Delegado instaura inquérito para apurar denuncia de tortura contra preso

  • 04/11/2011 18:05

O delegado de polícia, Cleverson Alves dos Santos, Instaurou TCO (Termo Circunstanciado de Ocorrência), no último dia 28 outubro, para apurar suposta afirmação da advogada Maria Aparecida Fernandes Mansilha, que estava representando o pastor Wagner Valência de Almeida, 29 anos, acusado de estuprar duas crianças, uma de 10 e outra de 11 anos. Segundo as informações ela teria afirmado que o preso confessou o crime sob tortura. O Boletim de Ocorrência foi registrado sob a acusação de calunia.

De acordo com as informações a advogada se encontrava no balcão da delegacia, quando disse que Wagner havia confessado sob pancada, “assim qualquer um confessa”, teria dito Maria Aparecida. De acordo ainda com as informações ela teria feito diversas acusações contra os procedimentos do delegado.

O delegado ao tomar conhecimento da afirmação rebateu e afirmou que não há essa pratica na delegacia, “aqui eu só o chefe”.
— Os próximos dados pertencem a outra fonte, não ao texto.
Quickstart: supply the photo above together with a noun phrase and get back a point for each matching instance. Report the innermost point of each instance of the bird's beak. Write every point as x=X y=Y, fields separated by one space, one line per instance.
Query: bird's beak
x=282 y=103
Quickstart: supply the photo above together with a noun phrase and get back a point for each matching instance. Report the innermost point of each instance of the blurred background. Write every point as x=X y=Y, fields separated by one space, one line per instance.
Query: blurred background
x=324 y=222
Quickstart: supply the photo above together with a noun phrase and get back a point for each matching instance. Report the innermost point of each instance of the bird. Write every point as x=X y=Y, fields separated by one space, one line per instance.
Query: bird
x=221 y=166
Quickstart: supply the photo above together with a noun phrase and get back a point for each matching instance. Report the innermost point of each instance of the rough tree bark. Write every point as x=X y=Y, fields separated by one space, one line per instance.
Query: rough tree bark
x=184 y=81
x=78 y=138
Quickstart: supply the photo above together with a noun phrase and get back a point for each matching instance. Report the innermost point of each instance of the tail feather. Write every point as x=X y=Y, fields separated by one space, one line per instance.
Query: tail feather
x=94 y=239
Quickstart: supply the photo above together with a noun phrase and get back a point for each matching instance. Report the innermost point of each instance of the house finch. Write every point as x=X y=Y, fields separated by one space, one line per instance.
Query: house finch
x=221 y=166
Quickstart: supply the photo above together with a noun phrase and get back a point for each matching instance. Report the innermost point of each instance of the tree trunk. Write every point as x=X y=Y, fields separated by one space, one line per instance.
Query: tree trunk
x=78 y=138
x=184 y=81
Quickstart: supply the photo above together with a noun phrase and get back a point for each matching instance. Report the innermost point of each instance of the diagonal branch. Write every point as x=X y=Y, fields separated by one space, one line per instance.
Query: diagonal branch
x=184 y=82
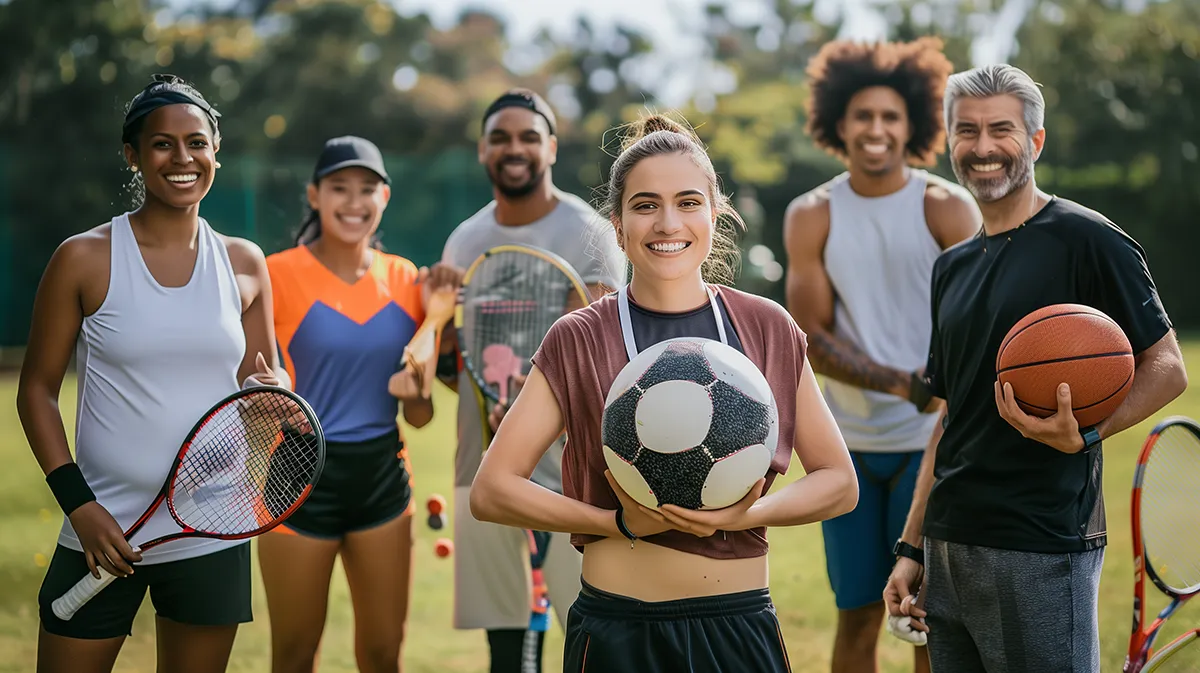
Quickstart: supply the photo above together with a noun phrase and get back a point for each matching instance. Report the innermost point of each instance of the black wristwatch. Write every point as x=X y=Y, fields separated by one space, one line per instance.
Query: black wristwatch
x=903 y=548
x=919 y=392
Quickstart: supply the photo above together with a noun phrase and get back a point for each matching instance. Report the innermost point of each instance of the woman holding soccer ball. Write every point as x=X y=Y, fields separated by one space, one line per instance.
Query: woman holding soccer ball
x=701 y=576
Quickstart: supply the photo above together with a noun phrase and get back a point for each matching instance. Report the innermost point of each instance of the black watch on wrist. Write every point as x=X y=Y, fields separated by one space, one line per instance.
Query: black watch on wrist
x=903 y=548
x=919 y=392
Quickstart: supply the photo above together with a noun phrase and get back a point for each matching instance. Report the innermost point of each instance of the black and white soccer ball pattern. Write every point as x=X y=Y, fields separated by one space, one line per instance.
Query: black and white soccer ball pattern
x=690 y=422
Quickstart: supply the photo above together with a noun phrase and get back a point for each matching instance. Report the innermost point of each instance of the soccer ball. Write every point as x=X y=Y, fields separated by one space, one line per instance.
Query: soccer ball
x=689 y=422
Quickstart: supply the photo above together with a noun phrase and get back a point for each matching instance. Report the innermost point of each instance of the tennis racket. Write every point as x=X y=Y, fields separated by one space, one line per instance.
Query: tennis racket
x=249 y=463
x=1165 y=546
x=510 y=296
x=509 y=299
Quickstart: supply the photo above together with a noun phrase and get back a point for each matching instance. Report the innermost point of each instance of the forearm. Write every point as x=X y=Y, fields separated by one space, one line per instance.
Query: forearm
x=912 y=528
x=418 y=413
x=841 y=360
x=39 y=412
x=511 y=499
x=1156 y=383
x=817 y=496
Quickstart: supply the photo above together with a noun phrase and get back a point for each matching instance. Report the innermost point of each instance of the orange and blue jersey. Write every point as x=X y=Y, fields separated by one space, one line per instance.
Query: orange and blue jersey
x=341 y=342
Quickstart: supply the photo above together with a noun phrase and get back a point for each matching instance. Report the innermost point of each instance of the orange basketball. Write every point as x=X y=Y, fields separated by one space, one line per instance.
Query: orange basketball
x=1067 y=343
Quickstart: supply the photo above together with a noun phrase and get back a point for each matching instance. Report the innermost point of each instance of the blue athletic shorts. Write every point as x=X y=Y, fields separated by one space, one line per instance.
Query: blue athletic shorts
x=858 y=544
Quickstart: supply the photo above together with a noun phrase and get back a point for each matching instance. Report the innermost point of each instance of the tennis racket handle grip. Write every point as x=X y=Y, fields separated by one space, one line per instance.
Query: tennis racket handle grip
x=84 y=590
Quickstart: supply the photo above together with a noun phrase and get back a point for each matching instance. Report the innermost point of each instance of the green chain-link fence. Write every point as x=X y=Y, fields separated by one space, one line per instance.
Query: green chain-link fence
x=263 y=200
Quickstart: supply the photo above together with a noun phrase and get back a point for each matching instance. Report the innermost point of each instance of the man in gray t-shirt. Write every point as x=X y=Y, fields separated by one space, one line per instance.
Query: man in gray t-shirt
x=492 y=580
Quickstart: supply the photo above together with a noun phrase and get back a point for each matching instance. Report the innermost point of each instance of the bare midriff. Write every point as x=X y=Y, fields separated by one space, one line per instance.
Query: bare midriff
x=651 y=572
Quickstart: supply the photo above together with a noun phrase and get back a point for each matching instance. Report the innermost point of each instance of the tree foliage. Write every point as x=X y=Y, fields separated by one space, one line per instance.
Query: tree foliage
x=1121 y=89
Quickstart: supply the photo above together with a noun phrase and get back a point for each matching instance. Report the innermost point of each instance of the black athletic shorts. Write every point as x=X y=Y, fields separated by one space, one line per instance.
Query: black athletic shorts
x=209 y=590
x=363 y=485
x=725 y=634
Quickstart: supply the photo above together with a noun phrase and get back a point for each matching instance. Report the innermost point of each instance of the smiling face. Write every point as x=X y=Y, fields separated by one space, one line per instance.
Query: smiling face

Por voltas das 17 horas do dia 28 esteve na delegacia o Presidente da 16ª Subseção da Ordem dos Advogados em Costa Rica, o Advogado Antônio Rodrigues da Silva. Ele disse ao Hora da Notícia que estava acompanhando os fatos envolvendo a advogada, informou que havia ouvido o preso na sala reservada para a OAB e ele afirmou não ter sofrido violência dos policiais, mas sim dos presos da celas que lhe agrediram com socos e rasparam sua cabeça. Antônio informou que a advogada vai assistir o acusado.

O delegado arrolou como testemunhas os jornalistas, Sadib de Oliveira e Luciana Aguiar que teriam presenciado a afirmação da advogada. Os dois foram ouvidos das 18 horas do mesmo dia.

O Hora da Notícia procurou a advogada, ela marcou horário para conversar, mas não foi encontrada em seu escritório.